– Зато мне удается запутать соперника, – возразил Дронго, – но, в общем, ты прав. Учитывая, насколько лучше ты играешь в шахматы, моя ничья – это огромное достижение. Ты помнишь, я рассказывал тебе о моих личных встречах с Гарри Каспаровым?
– Когда вы ходили в бакинский Дворец пионеров? – рассмеялся Вейдеманис. – Ты мне рассказывал эту историю. Счет твоих личных встреч с Каспаровым – два ноль в его пользу.
– Я тогда чуть не заплакал, – признался Дронго, – я ведь старше Каспарова на несколько лет. Пришел играть на соревнования, а напротив меня сидит мальчик, совсем ребенок. Он меня довольно легко обыграл, играя белыми. Я разозлился и предложил ему сыграть снова. На этот раз белые были у меня. Я проиграл еще быстрее. С тех пор и горжусь, что счет наших личных встреч – два ноль в его пользу. Сыграть с Каспаровым, даже когда он был совсем ребенком, – для этого нужно иметь мое мужество.
Оба расхохотались.
– Но тогда ты не мог знать, что он будет чемпионом мира, – заметил Эдгар.
– Есть такая известная восточная пословица, что гениальность ребенка можно определить даже по его… как бы помягче выразиться… какашкам. Вот так, мой друг. Уже тогда было ясно, что он гений. А из меня ничего путного в плане шахмат не получилось. Потом я познакомился с его дядей – известным композитором Леонидом Вайнштейном и много лет дружил с ним. Но играть в шахматы с Каспаровым больше никогда не садился. Глупо устраивать боксерский поединок с одним из братьев Кличко, играть в шахматы с Каспаровым или бегать дистанцию с Борзаковским. Если есть хоть один шанс, нужно пытаться бороться, но когда вероятность победы равна нулю, нужно уметь признавать чужое превосходство.
– Любой другой человек мог бы сказать подобное, и я бы ему поверил. Но только не тебе, – улыбнулся Вейдеманис, – ты все равно ввязался бы в боксерский поединок с Кличко, даже не имея ни одного шанса, и все равно упрямо попытался бы обыграть Каспарова, прекрасно понимая, что он легко выиграет у тебя даже без пары фигур.
– Без трех фигур, не меньше, – вздохнул Дронго. – Но такой у меня дурацкий характер. Не люблю заранее предрешенные результаты.
В этот момент зазвонил его городской телефон. Оба взглянули на аппарат. Первый звонок, второй, третий… Затем включался автоответчик, который сообщал, что хозяина нет дома, и просил оставить сообщение. После некоторой паузы раздался женский голос.
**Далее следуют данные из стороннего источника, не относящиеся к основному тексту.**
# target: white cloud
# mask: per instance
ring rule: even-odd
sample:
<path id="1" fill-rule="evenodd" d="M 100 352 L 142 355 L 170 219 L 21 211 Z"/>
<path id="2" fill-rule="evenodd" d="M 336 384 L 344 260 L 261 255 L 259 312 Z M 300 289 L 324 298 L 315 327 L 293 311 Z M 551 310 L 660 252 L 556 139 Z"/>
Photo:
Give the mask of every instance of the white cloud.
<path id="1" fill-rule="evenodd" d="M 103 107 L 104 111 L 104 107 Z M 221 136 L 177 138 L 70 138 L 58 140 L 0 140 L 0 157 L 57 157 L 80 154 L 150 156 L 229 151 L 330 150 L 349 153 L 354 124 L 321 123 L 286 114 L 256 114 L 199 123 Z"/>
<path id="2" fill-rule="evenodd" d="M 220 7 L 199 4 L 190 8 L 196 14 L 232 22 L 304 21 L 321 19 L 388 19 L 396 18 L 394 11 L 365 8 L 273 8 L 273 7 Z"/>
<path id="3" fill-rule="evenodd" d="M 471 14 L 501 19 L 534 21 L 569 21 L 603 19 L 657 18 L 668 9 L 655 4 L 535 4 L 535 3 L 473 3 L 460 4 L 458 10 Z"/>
– Вам звонит Нина Зайдель, супруга покойного Натана Леонидовича Зайделя, – сообщила позвонившая. – Простите, что я вас беспокою, но ваш телефон дал мне режиссер Симаков, с отцом которого вы дружили. Извините, что я решилась позвонить, но у меня к вам очень важное дело.
Она положила трубку. Дронго взглянул на своего друга.
– Что ты об этом думаешь?
– Это тот самый известный актер, который умер на сцене несколько месяцев назад, – вспомнил Эдгар. – Между прочим, я ходил на его спектакли. Поразительного мастерства был актер. Ведущий актер Театра на Остоженке у самого Зиновия Эйхвальда. А тот справедливо считается одним из лучших режиссеров, и не только Москвы. У него европейское имя и слава блестящего театрального экспериментатора. Его шекспировские постановки приезжают смотреть из Англии. Можешь себе представить?
– Могу, – кивнул Дронго, – я видел «Отелло» с участием Натана Зайделя. Мне понравилось. У него Отелло был не придурковатым афроамериканцем, который умирает от ревности к своей белой супруге и слишком доверяет подлецу Яго, а философом, который пытается понять причины тех или иных поступков окружающих его людей. И еще был просто великолепен Яго. Он наслаждался своим злодейством. Он чувствовал себя глубоко уязвленным своим низким постом и подчинением Кассио, которого ненавидел не меньше Отелло. Ведь тот обошел его по службе.